Risale-i Nur nedir, mahiyeti nasıldır?

Bu yazı bir asra yakındır ülke ve İslâm dünyası başta olmak üzere dünya kamuoyunda gündemde olan Risale-i Nurlar’ın müellifinin gözüyle ve tesbitlerine dayanılarak yapılmış bir çalışmadır.

Risale-i Nurlar’ın tarif ve mahiyetinin doğru yapılıp, doğru anlaşılması önemini her geçen gün daha da artıyor. Yanlışlara girmemek için bu tariflere göre hareket etmek hayati önem arz eder. Şimdilik sadece Emirdağ Lâhikası’ndan istifade ederek hazırlanmış olan çalışmanın bir bölümünü takdim edelim. Hizmete vesile olur inşallah.

RİSALE-İ NUR NEDİR?

Adliyeleri dokunaklı, şiddetli müdafaalarıyla adalet platformuna dönüştürendir.

Anadolu için belâları def eden, sadâka hükmüne geçen, beraat ve serbestiyetler getiren bir kalkandır.

Anarşi, bolşevizm, tabiiyyun, maddiyunluk, şükûk, şübehata ve küfr-ü mutlaka karşı bir Sedd-i Kur’ânîdir.

Asla müşteri aramayan; müşterilerin onu araması ve bulması gerektiğini beyan eden bir değerdir.

Avamın taklidi olan imanlarını takviye, çok tehlikeli olan ilmi dalâletin savletinden kurtarandır.

Avrupa ve Batı’nın asla mağlûp edemediği muhkem bir kaledir, istilâkârane hükmeden ve semavî dinlere dayanmayan dehşetli cereyanın istilâsına karşı bir settir.

Beşeri anarşistlikten kurtarmaya vesile olduğu gibi, İslâmın iki kahraman kardeşi olan Türk ve Arab’ı birleştirmeye, Kur’ân’ın hükümlerini neşretmeyi vesile yapan bir barış belgesidir.

Binler gençleri vatan, millet ve âsayişin menfaatine terbiye eden bir hakikat-i Kur’âniyedir.

Bu asrın en dehşetli üç büyük kumandanlarını sükût ettirip durduran ders veren asil bir güçtür.
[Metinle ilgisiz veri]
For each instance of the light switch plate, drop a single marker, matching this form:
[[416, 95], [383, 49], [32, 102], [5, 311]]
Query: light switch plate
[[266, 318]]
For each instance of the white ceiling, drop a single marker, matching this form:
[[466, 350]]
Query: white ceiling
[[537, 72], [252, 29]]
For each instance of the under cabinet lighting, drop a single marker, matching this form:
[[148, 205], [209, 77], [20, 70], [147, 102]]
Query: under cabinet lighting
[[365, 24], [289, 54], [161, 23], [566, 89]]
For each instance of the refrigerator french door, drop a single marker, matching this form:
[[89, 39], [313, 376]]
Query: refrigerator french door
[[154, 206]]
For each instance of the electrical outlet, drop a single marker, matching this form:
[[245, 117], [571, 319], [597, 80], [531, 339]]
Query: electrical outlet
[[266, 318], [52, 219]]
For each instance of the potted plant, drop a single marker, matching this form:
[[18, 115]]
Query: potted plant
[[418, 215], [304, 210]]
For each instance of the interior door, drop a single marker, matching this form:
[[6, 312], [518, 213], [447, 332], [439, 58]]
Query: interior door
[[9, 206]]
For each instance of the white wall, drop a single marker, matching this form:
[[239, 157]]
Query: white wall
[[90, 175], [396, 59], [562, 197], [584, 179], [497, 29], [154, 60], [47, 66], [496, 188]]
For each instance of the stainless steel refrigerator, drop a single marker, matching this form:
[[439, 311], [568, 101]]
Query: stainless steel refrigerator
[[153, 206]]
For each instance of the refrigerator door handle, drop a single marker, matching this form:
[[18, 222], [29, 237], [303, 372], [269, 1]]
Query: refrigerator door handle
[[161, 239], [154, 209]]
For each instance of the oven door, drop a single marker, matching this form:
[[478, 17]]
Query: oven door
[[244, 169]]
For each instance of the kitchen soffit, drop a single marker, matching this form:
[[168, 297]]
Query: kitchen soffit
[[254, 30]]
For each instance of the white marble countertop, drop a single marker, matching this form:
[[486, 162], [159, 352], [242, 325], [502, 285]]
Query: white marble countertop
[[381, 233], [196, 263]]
Bu zamanın ve insanların her derdine çözüm sunan güvenilir ve sağlam bir nokta-i istinattır.

Dâhilde ve hariçteki fevkalâde intişar ve fethiyle düşmanlıkları dostluğa çeviren bir tercümandır.

Dünyada her cereyanın üzerinde olan, umumun malı olması cihetiyle, bir tarafa tabi ve dahil olmayan müstesna bir kıymettir.

En muannid düşmanlarına da rüştünü, ağırlığını ve serbestiyetini resmen teslim ettirendir.

Felsefe, dalâlet, zındıka komitelerinin, savletini durdurup mağlûp eden ve ehl-i imana bir nokta-i istinad olup, taklit ve aklın haricindeki usûlleri reddedendir.

Fenden ve ilimden gelen dalâletin bu zamanda izale eden ilim hazinesidir.

Gaye ve maksadı tamamen Allah rızası olan, imana hizmetinin maneviyat kaynağıdır.

Hakikî ve safi olan ihlâsı müellifini bile ihlâssızlıkla itham etme hassasiyetinde olan üstün bir değerdir.

Hakperestliği, musalâhayı, ittifakı, adaleti, nezaket ve medeniliği hayatın tatbikat sahasına aktarandır.

İlim erbabı ve okumayı sevenlerin itirazsız, çekinmeyerek içine girdikleri bir ummandır .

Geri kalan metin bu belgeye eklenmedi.